By Christina Santucci
Authorities believe a Jamaica man kissed his young daughters and asked for forgiveness before he killed them, the Queens district attorney said.
Miguel Mejia-Ramos, who was awaiting extradition Wednesday to New York from Texas, was charged with first-degree murder in the deaths of Deisy Garcia, 21, and the couple’s toddlers, Daniela Meija, 2, and Yoselin Meija, 1, in the second-floor flat on Sutphin Boulevard near 90th Avenue, the DA said.
Mejia-Ramos had being going through his spouse’s phone and Facebook account after a night of drinking Saturday and spotted a photo of Garcia with another man, the DA’s office said. That’s when investigators believe he snapped.
The 29-year-old father then allegedly confessed to grabbing a knife from a butcher block, standing over his wife and daughters, who were sleeping, and stabbing Garcia repeatedly with two knives as she tried to escape before going back for his daughters, the DA said.
Mejia-Ramos then hugged and kissed each girl, asked for forgiveness, and allegedly fatally stabbed them, according to the district attorney’s office.
Their bodies were discovered by Garcia’s 12-year-old cousin and other relatives Sunday evening in the Jamaica apartment the extended family shared, relatives said.
“I don’t know what happened if the husband killed the kids,” Garcia’s uncle Romeo Chuc said Monday morning. “I cannot understand what happened.”
Chuc said he arrived home around 5 p.m.

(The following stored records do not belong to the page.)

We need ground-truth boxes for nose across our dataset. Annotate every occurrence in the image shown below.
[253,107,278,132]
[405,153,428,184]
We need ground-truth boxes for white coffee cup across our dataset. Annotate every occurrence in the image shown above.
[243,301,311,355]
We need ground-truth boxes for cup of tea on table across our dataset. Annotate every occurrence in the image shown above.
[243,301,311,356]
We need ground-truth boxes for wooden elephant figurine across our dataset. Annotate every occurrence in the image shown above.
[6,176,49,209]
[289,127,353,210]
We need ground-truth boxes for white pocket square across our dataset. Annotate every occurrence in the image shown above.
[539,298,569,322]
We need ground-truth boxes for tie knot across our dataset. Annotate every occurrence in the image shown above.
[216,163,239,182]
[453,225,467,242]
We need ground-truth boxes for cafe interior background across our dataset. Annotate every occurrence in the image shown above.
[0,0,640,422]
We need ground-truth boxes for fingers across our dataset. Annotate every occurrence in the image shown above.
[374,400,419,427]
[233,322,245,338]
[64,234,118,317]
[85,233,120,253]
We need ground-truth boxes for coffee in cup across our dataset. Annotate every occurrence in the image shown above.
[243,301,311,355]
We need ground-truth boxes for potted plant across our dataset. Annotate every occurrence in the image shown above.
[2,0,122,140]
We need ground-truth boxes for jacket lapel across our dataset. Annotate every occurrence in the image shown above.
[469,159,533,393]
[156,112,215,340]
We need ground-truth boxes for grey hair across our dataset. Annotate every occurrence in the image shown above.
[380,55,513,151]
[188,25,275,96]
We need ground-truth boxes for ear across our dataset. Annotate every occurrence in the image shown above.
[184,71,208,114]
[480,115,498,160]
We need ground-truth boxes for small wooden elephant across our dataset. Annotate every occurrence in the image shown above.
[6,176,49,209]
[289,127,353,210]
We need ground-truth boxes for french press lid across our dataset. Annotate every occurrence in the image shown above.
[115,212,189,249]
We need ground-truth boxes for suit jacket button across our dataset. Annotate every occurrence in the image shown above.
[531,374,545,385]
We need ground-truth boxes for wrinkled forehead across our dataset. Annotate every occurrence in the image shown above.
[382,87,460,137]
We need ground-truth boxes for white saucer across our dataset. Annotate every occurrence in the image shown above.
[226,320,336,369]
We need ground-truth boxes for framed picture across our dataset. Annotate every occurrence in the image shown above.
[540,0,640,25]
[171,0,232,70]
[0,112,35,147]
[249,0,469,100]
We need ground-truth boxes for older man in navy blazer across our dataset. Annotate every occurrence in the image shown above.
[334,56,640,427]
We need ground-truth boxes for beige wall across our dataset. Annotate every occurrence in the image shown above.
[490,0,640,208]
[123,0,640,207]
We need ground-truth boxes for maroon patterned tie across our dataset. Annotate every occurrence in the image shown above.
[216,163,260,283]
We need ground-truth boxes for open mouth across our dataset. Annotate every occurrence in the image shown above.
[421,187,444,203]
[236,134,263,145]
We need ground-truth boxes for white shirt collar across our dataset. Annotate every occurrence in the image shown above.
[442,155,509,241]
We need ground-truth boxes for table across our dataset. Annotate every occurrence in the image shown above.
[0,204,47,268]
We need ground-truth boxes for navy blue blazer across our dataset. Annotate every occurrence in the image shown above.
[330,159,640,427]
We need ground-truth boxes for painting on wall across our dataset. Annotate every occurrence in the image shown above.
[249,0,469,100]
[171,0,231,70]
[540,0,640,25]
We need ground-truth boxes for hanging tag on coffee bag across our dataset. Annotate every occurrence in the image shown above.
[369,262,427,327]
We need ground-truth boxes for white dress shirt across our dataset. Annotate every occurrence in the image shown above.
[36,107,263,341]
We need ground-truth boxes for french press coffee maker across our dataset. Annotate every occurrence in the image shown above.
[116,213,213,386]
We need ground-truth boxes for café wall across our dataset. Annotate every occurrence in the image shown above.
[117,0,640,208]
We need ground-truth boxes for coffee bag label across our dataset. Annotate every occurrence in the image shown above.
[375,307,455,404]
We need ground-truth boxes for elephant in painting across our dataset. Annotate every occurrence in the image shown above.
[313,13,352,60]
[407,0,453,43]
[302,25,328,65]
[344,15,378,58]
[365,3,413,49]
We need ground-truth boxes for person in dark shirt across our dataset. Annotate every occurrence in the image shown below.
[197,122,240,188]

Sunday with his 12-year-old and 10-year-old sons, and the door to the room that Garcia shared with her husband and the toddlers was closed.
“My son said, ‘Why do the babies not come and play in the living room?’” Chuc said, explaining that he thought the children were probably sleeping. “After that my baby says, ‘I have to go inside. I have to check what happened, why the babies not come out.’”
Chuc said when his older son, Rene, opened the door around 7 p.m., he spotted the two toddlers on the floor with their faces covered by a blanket. Garcia was also on the floor with what relatives believe was a new kitchen knife by her side, said Chuc’s wife Sara Alvarado, Garcia’s aunt.
Investigators recovered four knives with what appeared to be blood on them at the scene, the DA said.
Authorities named Mejia-Ramos as a suspect Monday and released information about two vehicles he was known to drive to the U.S. Marshals Service, which then distributed the vehicles’ description to Texas police. Authorities had been on the lookout in Texas because of the state’s close proximity to Mexico, where Mejia-Ramos was born, and the Queens DA’s office believes he was headed for the border.
Through the investigation, Mejia-Ramos was nabbed in Schulenburg, Texas, which is about 250 miles from the U.S. border with Mexico, police said.
Officials said that after one of the vehicles was spotted in Texas about halfway between Houston and San Antonio, a traffic stop was set up and he was taken into custody without incident. A spokesman for the Fayette County sheriff’s office said Mejia-Ramos was arraigned and held without bail Tuesday, and that he had lacerations to his upper torso when he was arrested.
The Queens district attorney’s office expected Mejia-Ramos to be arraigned on murder and criminal possession of a weapon charges in New York Friday, and a wake for Garcia and the children was scheduled for Thursday evening at her church, Iglesia Naciones Unidas en Cristo in Jamaica.
Relatives said Garcia, who was originally from Guatemala, was studying English at York College and described her as a good mother.
“She was a good person. She was a Christian. She went to church,” Alvarado said in Spanish through a man who translated for her. “She cares for her two daughters.”